In this flamegraph we can now clearly see the fmt related code, separate from the smol_str code, again separate from the allocation of the outer Box.

However, there is still some surprises hidden in this flamegraph:

SmolStr::new is surprisingly expensive, taking as much time as fmt-ing into the stack-allocated smallvec.
I see a big core::ptr::write there, which I assume is copying the SmolStr to the Vec.
The Iterator::collect abstraction leads to a very deep and complex call graph, though I assume all of that to be inlined.

# Conclusion

As I mentioned in the intro, I really enjoy obsessing over these tiny details. It was fun trying to micro-optimize this particular use-case, although one of the main outcomes of it might as well be:

There is no need to micro-optimize things this hard, as the simplest solution is already good enough in most cases. Some optimizations that I assumed would be beneficial even turned out not to be.

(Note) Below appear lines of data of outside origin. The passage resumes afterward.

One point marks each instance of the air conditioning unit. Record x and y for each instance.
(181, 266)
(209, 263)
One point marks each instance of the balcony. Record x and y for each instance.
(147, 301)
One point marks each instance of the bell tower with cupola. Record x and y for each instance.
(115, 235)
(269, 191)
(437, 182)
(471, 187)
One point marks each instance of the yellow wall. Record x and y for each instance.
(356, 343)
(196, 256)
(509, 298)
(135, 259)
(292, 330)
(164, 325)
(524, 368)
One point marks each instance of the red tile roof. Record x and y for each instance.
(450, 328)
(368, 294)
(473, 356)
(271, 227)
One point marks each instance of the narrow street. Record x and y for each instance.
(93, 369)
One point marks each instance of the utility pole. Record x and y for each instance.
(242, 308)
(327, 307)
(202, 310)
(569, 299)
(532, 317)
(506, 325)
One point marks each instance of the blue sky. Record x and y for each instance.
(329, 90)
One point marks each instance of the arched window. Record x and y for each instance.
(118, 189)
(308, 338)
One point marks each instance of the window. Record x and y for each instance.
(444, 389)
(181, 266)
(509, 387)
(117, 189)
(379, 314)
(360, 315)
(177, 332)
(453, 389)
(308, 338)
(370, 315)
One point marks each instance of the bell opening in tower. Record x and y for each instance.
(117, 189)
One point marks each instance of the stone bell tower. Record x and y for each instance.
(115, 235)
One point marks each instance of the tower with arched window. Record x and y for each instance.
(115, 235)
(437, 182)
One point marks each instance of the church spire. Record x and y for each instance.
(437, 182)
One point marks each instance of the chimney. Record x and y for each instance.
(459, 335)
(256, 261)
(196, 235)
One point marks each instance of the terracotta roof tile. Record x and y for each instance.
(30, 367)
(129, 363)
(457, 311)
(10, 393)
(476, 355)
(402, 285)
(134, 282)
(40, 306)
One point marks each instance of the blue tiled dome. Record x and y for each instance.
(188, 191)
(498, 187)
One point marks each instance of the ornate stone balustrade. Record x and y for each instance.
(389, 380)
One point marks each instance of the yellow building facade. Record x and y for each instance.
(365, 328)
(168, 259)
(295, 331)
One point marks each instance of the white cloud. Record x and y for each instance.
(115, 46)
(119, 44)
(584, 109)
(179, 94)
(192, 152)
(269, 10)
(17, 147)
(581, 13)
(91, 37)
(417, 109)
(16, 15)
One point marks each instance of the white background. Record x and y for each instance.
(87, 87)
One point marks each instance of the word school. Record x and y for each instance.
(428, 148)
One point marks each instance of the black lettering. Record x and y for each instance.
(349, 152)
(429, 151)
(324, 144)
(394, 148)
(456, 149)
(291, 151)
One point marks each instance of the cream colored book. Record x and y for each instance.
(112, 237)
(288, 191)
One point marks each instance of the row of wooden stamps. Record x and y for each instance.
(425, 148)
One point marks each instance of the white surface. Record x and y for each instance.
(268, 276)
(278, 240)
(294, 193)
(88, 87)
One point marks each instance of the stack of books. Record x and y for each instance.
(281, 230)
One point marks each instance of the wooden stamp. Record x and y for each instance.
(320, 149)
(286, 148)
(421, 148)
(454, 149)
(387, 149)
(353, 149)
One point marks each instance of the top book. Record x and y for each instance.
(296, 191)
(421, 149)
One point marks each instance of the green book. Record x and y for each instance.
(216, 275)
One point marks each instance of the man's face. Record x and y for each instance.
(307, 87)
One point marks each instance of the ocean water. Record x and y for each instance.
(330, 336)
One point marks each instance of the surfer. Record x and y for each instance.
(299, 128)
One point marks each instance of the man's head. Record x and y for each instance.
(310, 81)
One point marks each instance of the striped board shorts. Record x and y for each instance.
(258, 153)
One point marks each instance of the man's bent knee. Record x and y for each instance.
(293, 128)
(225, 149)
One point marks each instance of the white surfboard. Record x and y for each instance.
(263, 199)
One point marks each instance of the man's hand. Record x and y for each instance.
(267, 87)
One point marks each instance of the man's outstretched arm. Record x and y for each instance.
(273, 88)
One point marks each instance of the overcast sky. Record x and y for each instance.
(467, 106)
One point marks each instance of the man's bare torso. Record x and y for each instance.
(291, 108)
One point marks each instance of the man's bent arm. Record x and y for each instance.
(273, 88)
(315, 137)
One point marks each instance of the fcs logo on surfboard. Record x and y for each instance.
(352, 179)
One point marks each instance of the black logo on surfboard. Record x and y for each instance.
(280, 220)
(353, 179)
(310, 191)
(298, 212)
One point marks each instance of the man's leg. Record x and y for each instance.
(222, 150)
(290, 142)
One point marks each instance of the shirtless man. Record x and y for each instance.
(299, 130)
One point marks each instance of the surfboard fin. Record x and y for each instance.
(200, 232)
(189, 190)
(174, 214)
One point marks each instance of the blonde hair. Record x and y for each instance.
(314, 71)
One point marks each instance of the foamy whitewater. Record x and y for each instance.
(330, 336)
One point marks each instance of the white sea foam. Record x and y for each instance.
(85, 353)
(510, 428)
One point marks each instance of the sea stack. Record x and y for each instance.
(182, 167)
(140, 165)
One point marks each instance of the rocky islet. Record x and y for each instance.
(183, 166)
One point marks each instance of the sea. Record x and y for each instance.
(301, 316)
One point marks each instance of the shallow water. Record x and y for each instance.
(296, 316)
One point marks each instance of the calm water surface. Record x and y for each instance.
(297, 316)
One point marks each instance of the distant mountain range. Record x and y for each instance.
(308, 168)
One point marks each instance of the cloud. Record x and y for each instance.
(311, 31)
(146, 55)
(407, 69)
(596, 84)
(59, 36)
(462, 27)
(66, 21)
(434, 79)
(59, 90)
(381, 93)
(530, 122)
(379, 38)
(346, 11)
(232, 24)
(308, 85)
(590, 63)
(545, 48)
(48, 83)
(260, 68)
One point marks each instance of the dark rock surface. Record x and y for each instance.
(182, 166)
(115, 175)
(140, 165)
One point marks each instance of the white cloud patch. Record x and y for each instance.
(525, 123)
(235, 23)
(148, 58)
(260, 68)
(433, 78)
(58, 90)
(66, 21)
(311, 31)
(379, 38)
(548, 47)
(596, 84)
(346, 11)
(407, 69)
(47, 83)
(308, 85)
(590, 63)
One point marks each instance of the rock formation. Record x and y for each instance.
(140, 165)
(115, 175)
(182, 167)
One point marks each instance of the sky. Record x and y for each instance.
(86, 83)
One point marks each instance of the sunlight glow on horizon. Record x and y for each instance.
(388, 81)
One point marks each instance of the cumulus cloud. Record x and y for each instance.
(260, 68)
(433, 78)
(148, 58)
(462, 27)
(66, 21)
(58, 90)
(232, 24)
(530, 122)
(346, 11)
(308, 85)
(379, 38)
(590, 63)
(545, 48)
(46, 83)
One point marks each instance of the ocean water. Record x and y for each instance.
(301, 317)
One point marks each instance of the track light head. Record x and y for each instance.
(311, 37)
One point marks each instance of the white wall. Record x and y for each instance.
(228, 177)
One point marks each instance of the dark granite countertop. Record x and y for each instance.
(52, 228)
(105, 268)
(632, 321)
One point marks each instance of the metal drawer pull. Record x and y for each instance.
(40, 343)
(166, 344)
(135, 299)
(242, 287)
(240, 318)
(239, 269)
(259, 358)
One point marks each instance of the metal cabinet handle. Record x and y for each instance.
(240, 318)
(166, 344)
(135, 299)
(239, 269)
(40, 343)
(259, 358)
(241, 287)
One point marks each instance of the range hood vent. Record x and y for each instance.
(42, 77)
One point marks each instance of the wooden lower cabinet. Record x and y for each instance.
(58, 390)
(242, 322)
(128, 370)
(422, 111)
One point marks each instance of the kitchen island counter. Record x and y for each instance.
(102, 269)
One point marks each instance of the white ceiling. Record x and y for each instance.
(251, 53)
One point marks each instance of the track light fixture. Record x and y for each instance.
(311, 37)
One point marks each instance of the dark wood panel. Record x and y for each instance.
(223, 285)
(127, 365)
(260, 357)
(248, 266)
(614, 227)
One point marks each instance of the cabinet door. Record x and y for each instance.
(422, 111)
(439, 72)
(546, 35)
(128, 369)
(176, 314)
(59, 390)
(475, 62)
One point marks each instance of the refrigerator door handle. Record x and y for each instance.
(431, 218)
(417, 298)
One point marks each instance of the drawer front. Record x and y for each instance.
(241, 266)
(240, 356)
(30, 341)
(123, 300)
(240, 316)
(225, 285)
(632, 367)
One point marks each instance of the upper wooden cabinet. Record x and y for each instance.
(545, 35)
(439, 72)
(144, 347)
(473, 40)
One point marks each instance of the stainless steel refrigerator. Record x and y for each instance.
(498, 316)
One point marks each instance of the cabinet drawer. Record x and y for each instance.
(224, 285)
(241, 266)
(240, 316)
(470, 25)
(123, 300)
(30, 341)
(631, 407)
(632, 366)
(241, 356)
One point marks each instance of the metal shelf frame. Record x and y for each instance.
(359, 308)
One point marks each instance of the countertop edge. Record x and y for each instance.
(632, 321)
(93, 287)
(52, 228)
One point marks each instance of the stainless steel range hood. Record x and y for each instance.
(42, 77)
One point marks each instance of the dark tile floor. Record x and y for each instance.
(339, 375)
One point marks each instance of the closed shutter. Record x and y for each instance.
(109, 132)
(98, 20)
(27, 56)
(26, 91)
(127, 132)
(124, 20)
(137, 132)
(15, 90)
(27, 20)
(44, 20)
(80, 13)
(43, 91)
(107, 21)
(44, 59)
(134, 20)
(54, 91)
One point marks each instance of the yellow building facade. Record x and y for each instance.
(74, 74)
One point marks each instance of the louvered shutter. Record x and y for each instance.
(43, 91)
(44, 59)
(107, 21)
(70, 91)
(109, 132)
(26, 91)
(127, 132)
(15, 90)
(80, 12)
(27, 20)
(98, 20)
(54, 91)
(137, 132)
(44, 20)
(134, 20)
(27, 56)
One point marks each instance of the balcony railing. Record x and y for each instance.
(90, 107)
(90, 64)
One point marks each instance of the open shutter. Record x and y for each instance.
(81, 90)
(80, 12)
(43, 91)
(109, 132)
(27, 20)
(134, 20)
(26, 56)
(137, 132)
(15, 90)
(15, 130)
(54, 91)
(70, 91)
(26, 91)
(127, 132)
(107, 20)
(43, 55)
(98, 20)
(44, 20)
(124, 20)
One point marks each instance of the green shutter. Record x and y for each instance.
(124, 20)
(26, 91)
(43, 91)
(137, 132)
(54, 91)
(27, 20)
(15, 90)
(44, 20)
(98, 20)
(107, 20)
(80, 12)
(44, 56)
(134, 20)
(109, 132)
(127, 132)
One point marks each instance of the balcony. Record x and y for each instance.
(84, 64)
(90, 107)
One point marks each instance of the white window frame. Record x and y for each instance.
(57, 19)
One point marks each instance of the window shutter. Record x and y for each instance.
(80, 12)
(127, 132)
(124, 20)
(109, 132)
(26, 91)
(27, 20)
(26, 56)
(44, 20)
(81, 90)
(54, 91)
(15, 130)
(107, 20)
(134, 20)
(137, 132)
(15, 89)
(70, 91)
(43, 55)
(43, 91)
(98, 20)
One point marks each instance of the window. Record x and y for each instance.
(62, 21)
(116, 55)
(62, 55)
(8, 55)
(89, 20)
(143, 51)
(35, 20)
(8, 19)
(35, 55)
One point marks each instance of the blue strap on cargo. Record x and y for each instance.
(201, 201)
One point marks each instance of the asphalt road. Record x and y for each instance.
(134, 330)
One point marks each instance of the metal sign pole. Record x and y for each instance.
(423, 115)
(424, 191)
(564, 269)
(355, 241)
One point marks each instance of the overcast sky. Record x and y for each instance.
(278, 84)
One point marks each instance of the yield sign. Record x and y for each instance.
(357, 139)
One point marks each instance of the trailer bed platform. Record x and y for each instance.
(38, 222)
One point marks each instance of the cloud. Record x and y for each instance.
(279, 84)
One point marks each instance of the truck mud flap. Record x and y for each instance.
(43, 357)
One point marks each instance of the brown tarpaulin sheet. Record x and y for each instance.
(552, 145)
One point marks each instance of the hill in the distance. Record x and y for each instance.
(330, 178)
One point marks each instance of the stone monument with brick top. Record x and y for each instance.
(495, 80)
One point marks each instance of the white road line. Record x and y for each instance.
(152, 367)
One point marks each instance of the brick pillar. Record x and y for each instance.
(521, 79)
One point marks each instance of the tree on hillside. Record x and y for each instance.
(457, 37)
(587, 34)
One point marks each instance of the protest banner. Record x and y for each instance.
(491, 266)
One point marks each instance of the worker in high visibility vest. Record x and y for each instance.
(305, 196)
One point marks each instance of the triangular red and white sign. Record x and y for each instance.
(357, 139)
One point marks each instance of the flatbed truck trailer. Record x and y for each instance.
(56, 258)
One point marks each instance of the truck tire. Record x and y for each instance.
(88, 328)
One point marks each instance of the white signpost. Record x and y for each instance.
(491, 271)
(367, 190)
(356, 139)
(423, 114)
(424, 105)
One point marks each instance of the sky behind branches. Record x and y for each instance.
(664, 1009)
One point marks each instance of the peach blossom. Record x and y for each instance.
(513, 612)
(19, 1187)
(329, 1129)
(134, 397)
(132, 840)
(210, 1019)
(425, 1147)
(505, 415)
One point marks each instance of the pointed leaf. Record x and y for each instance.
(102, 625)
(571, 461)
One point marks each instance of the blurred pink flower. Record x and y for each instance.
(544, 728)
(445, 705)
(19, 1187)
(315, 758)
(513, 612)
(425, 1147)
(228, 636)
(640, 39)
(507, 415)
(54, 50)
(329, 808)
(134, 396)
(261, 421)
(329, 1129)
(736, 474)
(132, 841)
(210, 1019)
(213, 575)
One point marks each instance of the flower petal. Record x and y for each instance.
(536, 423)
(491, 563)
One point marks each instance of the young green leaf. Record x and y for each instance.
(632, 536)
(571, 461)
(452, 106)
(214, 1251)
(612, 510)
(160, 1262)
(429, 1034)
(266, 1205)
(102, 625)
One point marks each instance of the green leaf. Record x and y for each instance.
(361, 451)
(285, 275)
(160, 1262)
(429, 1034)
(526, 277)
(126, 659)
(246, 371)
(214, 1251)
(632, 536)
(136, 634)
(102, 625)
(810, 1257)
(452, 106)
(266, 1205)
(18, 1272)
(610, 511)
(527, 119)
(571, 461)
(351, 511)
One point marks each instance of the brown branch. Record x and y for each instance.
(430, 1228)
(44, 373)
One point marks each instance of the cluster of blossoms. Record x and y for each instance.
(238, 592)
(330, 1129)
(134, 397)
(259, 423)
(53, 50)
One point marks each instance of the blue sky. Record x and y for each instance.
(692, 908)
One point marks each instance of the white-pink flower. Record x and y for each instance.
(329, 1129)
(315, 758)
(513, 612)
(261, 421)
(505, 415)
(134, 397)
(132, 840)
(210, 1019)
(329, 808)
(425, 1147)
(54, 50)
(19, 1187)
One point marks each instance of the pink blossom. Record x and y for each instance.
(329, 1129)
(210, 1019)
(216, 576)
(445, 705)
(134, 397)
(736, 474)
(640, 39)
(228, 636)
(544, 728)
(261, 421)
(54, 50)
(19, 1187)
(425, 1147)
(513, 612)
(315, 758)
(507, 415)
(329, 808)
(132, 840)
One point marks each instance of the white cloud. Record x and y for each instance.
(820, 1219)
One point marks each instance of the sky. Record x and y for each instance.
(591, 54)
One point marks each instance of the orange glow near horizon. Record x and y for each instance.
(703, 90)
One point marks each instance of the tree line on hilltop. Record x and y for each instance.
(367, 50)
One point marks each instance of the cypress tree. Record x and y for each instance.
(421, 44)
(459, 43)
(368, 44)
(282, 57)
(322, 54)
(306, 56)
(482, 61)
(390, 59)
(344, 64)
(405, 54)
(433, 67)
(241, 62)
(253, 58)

Another thing to note here though is that this is a micro benchmark. It was already hard to get halfway stable results. Not to mention that micro benchmarks can also be sensitive to very minute details like code alignment.

I definitely like macro benchmarks and profiling, aka looking at flamegraphs a lot more. It is much easier to see both opportunities as well as improvements that way.

Speaking of opportunities, SmolStr::new looks much slower than it needs to be, so I might try to optimize it further. The core::ptr::write I mentioned is also interesting, as I would have assumed that the compiler is smart enough to write the SmolStr directly into the allocation.

I believe the nightly-only new_uninit feature might help there. At the very least, that feature would allow returning a Arc<[T]> instead of a Box<[T]> without having to re-allocate. Converting from a Vec<T> to a Box<[T]> is pretty much free as long as the Vec is allocated with the final size known ahead of time. That is not possible for Arc, as the reference counts have to live somewhere as well. Arc::new_uninit_slice would solve that, as I believe its pretty much the same as Vec::with_capacity. Except it requires a bit of unsafe code to use.